Happy Female Doctor or Nurse Explaining Prescription to Senior Adult Woman.
While most people have experienced dry mouth when nervous, thirsty or embarrassed, the chronic condition of dry mouth is something entirely different. Lots of elderly people suffer from dry mouth and it is often untreated because it seems so minor that family caregivers and elderly people don’t bring it up to their doctor. However, dry mouth can lead to a number of health issues and may even be a sign of a serious illness in the body. When it comes to dry mouth, there’s no reason to put off talking to a doctor.
What is Dry Mouth?
When the salivary glands don’t work well, it can leave a senior’s mouth dry and sticky. Saliva is important to the mouth in processing food, keeping it clean and aiding in speaking and swallowing. Dry mouth in seniors is usually caused by medications they are taking. In older adults, dry mouth is most commonly a side effect of certain medications, including those for blood pressure, allergies, pain, overactive bladder, depression, anxiety and Parkinson’s disease, just to name a few. Dry mouth is also a symptom of other conditions like diabetes or HIV.

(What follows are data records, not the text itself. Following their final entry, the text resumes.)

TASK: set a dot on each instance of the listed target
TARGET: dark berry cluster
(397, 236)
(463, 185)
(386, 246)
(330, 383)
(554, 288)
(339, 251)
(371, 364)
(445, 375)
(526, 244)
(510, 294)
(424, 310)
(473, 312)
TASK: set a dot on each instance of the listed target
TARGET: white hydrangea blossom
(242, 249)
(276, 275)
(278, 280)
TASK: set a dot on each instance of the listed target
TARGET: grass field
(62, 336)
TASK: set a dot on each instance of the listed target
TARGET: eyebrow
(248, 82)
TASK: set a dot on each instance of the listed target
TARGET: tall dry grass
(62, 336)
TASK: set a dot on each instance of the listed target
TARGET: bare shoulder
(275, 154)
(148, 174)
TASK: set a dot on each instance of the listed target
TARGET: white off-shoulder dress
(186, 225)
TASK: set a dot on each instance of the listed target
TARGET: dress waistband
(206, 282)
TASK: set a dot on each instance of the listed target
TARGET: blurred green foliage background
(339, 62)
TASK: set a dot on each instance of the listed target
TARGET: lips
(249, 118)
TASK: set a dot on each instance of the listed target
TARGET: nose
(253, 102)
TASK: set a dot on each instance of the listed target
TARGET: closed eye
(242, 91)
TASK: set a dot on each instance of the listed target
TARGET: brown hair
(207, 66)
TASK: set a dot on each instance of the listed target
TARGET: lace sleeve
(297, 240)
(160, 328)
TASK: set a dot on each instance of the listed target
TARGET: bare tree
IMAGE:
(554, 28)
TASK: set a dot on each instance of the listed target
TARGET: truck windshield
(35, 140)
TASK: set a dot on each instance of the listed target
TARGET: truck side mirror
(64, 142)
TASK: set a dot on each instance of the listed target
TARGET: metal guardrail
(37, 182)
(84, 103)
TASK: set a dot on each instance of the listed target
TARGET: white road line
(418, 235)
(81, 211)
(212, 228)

What are the Symptoms of Dry Mouth?
Many seniors describe dry mouth as the dryness and sticky feeling when they try to swallow or talk. Other symptoms may be thicker saliva, burning in the throat when eating and a hoarse voice. Choking on food is common in seniors with dry mouth, as is difficulty swallowing. Often, elderly people will experience chapped, cracked lips and sores at the side of the mouth.
Other symptoms of dry mouth include bad breath and high levels of gum disease and tooth decay. That’s because there isn’t enough saliva to keep the teeth free from food debris and rid the mouth of fungus or bacteria. Far too many seniors, family caregivers and home health care assistants simply attribute dry mouth to just being a part of aging, but there’s no reason an elderly person has to suffer.
Treatments for Dry Mouth
The best way to treat dry mouth is for family caregivers to arrange for a doctor’s appointment for their aging loved one. The doctor will be able to figure out what is causing the dry mouth, and then explain the proper treatment. Sometimes, it’s as simple as switching medications to something that won’t have dry mouth as a side effect. Other times, there may be a yet undiagnosed medical condition that is causing the dry mouth that the doctor can then treat. The doctor can also assess whether or not the salivary glands are working and what might be causing problems with them.

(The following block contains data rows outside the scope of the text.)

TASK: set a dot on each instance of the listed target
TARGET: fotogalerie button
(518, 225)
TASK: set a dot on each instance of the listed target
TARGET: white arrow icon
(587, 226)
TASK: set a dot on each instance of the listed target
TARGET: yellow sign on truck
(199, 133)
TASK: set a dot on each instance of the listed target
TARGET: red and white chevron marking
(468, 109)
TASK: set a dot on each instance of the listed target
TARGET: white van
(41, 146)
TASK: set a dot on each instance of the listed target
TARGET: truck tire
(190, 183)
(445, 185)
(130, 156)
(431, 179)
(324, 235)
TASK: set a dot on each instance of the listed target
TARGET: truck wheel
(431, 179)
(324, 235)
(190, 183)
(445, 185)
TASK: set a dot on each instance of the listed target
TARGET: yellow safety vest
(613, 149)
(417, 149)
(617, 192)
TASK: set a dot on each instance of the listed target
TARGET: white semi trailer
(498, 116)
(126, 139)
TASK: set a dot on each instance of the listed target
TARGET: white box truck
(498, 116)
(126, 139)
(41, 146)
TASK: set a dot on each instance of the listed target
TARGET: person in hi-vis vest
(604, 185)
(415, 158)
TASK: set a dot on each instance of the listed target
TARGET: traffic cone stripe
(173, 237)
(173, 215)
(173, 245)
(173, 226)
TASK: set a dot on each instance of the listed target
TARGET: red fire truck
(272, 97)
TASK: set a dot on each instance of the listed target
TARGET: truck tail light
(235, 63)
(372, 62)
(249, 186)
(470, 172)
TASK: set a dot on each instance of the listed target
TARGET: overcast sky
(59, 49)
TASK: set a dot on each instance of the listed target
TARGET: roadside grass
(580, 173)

Seniors can get relief from the symptoms of dry mouth in several ways. Their doctor may prescribe medicine that helps to stimulate the salivary glands into being more productive. Elderly people should also drink plenty of water and sleep with a humidifier to moisten the air. Chewing gum and sucking on hard candy can also make the mouth more moist. Home health care aides can help seniors avoid hot and caffeinated drinks, which can dry out the mouth. Smoking exacerbates dry mouth and aggravates symptoms.
There’s no reason to ignore dry mouth when an elderly loved one is suffering from it. Observant family caregivers and home health care assistants can play close attention to see whether or not the elderly loved one is showing the symptoms of dry mouth. Then, they’ll be able to get the help they need to overcome it.